Sus ojos se abrieron, sorprendidos y desconfiados, pero la chispa de curiosidad la venció. Caminamos por calles empedradas, por la ribera del Sena, hasta llegar al Pont des Arts, el famoso puente de los candados. La ciudad estaba teñida de luz dorada, el reflejo del río parecía bailar con cada movimiento de su cabello.

—Es… hermoso —murmuró, apoyando su mentón en mi hombro mientras miraba los candados que tantos habían dejado como promesa de amor.

—Nada comparado contigo —le dije suavemente, y sentí cómo su respiración se aceleraba.

No había juego, no había arrogancia, solo sinceridad y elegancia. La tomé del brazo con cuidado, con una delicadeza que la hizo mirarme a los ojos.

—Alice… quiero que confíes en mí. Hoy, aquí, solo somos nosotros —susurré, mientras ella asintió ligeramente, sin palabras, con la mirada llena de emoción y miedo contenido.

El mundo desapareció alrededor de nosotros. París era solo un telón de fondo, el río, los candados, la brisa. Cada latido de mi corazón parecía coordinarse con el suyo. Me acerqué lentamente, midiendo cada reacción, cada parpadeo, cada leve movimiento de sus labios.

—Ethan… —susurró, y la tensión en su voz me hizo inclinarme aún más.

Y entonces la besé. No con prisa, no con necesidad de poses, sino con la certeza de que este beso derribaría todas las barreras que había construido. Sus labios eran cálidos, suaves, temerosos y decididos a la vez. Sentí cómo su cuerpo se relajaba contra el mío, cómo su respiración se mezclaba con la mía, y cómo la ciudad entera podía desaparecer sin que nos importara.
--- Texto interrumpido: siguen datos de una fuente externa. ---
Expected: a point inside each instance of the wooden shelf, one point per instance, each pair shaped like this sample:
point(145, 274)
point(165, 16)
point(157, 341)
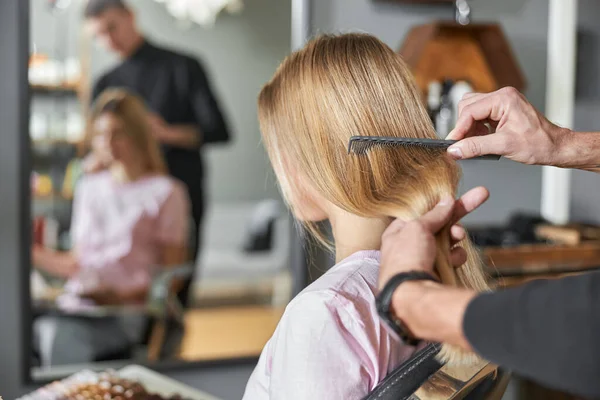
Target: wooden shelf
point(477, 53)
point(56, 142)
point(417, 1)
point(64, 90)
point(55, 197)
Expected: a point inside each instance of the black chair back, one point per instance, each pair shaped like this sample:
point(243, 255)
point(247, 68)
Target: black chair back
point(423, 374)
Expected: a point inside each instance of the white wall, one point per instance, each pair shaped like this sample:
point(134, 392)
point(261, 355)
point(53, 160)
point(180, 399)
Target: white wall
point(525, 22)
point(240, 52)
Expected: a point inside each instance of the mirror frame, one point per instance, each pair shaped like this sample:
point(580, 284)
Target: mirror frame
point(15, 214)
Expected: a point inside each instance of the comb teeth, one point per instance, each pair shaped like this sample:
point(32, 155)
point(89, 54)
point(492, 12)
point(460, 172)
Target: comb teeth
point(360, 145)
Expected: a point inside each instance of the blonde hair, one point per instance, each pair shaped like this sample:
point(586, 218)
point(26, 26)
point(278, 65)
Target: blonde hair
point(353, 84)
point(130, 109)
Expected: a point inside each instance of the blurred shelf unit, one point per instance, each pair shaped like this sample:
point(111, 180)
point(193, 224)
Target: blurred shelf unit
point(416, 1)
point(53, 197)
point(58, 90)
point(479, 54)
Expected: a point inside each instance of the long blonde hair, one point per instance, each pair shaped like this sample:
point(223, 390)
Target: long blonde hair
point(130, 109)
point(353, 84)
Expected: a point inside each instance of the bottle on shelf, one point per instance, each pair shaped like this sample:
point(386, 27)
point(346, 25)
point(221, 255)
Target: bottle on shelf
point(434, 94)
point(445, 120)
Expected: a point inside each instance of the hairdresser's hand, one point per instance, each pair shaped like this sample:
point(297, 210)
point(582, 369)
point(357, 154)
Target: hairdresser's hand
point(521, 133)
point(410, 245)
point(160, 128)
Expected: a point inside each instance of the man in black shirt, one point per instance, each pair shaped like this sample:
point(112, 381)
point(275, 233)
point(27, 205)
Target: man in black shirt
point(184, 113)
point(548, 331)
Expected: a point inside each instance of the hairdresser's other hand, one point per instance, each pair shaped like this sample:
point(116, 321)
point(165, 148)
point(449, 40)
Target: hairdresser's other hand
point(410, 245)
point(521, 132)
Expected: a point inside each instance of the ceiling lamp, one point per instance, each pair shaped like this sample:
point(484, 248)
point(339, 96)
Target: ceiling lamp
point(201, 12)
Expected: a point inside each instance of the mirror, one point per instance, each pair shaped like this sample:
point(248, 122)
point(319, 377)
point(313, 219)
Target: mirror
point(132, 264)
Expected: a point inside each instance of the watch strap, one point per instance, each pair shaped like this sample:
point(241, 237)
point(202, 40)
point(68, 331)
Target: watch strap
point(384, 302)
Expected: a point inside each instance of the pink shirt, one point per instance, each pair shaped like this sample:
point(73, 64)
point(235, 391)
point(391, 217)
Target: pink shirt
point(330, 343)
point(119, 229)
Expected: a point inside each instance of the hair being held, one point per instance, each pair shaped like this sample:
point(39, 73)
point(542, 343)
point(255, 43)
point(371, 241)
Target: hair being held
point(353, 84)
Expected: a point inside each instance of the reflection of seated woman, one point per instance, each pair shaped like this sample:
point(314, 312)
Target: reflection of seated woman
point(330, 343)
point(127, 220)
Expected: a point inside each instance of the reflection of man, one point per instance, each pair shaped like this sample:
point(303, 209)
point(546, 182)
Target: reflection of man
point(174, 86)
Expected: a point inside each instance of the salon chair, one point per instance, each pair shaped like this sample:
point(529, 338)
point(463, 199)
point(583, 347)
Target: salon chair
point(161, 317)
point(423, 377)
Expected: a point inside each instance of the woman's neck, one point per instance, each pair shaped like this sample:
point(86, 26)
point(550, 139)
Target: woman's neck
point(128, 173)
point(352, 233)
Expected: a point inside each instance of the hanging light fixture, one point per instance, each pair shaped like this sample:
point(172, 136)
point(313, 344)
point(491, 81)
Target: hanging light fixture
point(201, 12)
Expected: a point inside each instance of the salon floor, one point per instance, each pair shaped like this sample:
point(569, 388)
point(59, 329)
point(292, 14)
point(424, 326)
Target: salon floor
point(228, 332)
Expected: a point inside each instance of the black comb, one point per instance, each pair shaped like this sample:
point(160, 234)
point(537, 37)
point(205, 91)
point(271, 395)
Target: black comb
point(360, 145)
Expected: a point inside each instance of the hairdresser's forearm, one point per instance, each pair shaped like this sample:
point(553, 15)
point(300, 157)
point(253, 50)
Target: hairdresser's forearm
point(185, 136)
point(580, 150)
point(433, 312)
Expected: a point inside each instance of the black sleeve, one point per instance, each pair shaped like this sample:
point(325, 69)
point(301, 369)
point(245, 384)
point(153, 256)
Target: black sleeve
point(548, 331)
point(205, 107)
point(98, 88)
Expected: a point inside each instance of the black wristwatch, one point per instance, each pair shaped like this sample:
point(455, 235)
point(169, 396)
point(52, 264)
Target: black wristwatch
point(384, 301)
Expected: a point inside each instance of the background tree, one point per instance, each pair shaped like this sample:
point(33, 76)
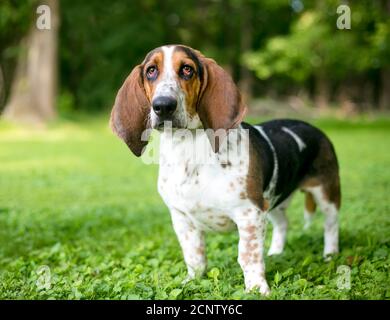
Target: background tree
point(34, 88)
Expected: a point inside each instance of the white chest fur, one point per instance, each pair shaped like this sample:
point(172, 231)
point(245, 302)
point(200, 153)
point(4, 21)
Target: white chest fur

Cuando nos separamos apenas unos centímetros, sus ojos brillaban con un fuego que nunca había visto en ella. No dijo nada, y yo tampoco. No hacía falta. El mundo seguía allí, pero por un instante, éramos solo nosotros, y eso era suficiente.

Mientras caminábamos de regreso al hotel, aún tomados de la mano, una promesa silenciosa flotaba entre nosotros. Sabía que París era solo el inicio, del juego de la conquista, de la tensión y del deseo apenas comenzaba. Y mientras la veía sonreír tímidamente, supe que aquel beso había cambiado todo.

> “Alice, no sabes cuánto deseo que confíes en mí… y cuánto estoy dispuesto a esperar hasta que me permitas derribar cada muro que has levantado. Pero hoy, esta noche… te he ganado un poco de tu mundo. Y eso, solo eso, me basta… por ahora.”

El Sena brillaba a nuestro lado, testigo silencioso de un deseo contenido y de una pasión que prometía incendiar cada rincón de nuestras vidas.